The debate over the budgetary impact of the Affordable Care Act quickly became polarized between Democrats, who said that Congress should rely on the Congressional Budget Office’s scoring of the legislation, and critics who for reasons that were never made clear to me said it made sense to initiate a one-time exception to the rule and assert without argument that the CBO is wrong. Lost in this argument were assertions from the other side that the CBO was being too pessimistic. But there’s a decent argument that they were.
The basic shape of things is that the CBO was only willing to score crude quantitative means of reducing health care costs. If you cut a spending formula, the CBO will score that as a saving. If you tax certain kinds of insurance plans, the CBO will score a reduction in demand for those plans. But the CBO refused the score the idea that certain incentive programs and pilot initiatives would actually drive more efficient organization of health care. That, however, is a scoring rule they adopted, it’s not a claim that it’s impossible to provide health care more efficiently. And you can’t deny that there are an awful lot of initiatives tucked here and there in the Affordable Care Act that are intended to do this. The CBO didn’t want to score them, but they are in there, and they were put in there by smart people who believe they’ll work.
Some of those smart people—David M. Cutler, Karen Davis, and Kristof Stremikis—did a paper on this for CAP back in May of 2010. Here’s a taste:
Other estimates, however, suggest that an aggressive approach to health care modernization could result in significantly greater cost reductions. Beeuwkes-Buntin and Cutler estimated a 1.5-percentage-point reduction in cost increases annually from significant health care reform, or more than $700 billion in the 10-year window. These savings would come from two primary sources. First, administrative expenses incurred by provider groups would decline as electronic medical records, and incentives to use them appropriately, are widely disseminated. The potential for administrative savings has been stressed by both provider groups and insurers, and they are distinct from the reduction in insurance administration noted above. Second, reform would lead to fewer and less-costly acute care episodes. Potentially substantial savings could be had by preventing certain illnesses from recurring through better coordination of care and by rationalizing what is done when a person becomes sick by bundling payments, paying more for quality care, and sharing savings with accountable provider organizations.

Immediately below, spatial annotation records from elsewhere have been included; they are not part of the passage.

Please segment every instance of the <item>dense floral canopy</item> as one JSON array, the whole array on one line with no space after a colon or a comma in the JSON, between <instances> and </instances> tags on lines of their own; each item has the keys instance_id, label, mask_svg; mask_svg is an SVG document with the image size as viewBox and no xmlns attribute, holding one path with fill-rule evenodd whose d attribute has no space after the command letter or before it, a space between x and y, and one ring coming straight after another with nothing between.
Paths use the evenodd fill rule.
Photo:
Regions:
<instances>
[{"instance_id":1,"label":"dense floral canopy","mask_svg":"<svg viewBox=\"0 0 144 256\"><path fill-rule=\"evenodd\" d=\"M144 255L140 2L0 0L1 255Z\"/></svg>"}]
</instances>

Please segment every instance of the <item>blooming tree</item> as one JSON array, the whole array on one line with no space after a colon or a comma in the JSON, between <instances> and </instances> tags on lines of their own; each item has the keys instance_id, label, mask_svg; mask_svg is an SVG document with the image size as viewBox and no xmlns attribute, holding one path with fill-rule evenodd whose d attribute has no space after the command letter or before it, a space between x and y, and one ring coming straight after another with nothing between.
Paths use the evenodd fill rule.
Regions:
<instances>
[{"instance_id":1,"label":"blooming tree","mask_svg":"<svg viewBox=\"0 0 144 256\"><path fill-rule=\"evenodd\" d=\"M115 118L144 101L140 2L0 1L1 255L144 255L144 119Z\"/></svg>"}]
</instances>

Similarly, Hussey, Eibner, Ridgely et al. estimate that savings of more than 10 percent are possible, largely from payment reforms like bundled-payment systems. Realizing these savings over a decade implies cost reductions of nearly 1.5 percentage points annually. A more conservative mid-range set of assumptions suggests that such reforms could reduce growth in national health expenditures by about one percentage point per year.
Now maybe you think Cutler, et. al. are wrong about this. Indeed, maybe time will show that they are wrong. But it’s mistaken to argue that progressives have no vision for further controlling the growth in health care costs. The belief is that some of this stuff will pan out. And the hope is that once we see what’s panning out, we’ll have a better idea of how to build on the successes. That’s the plan.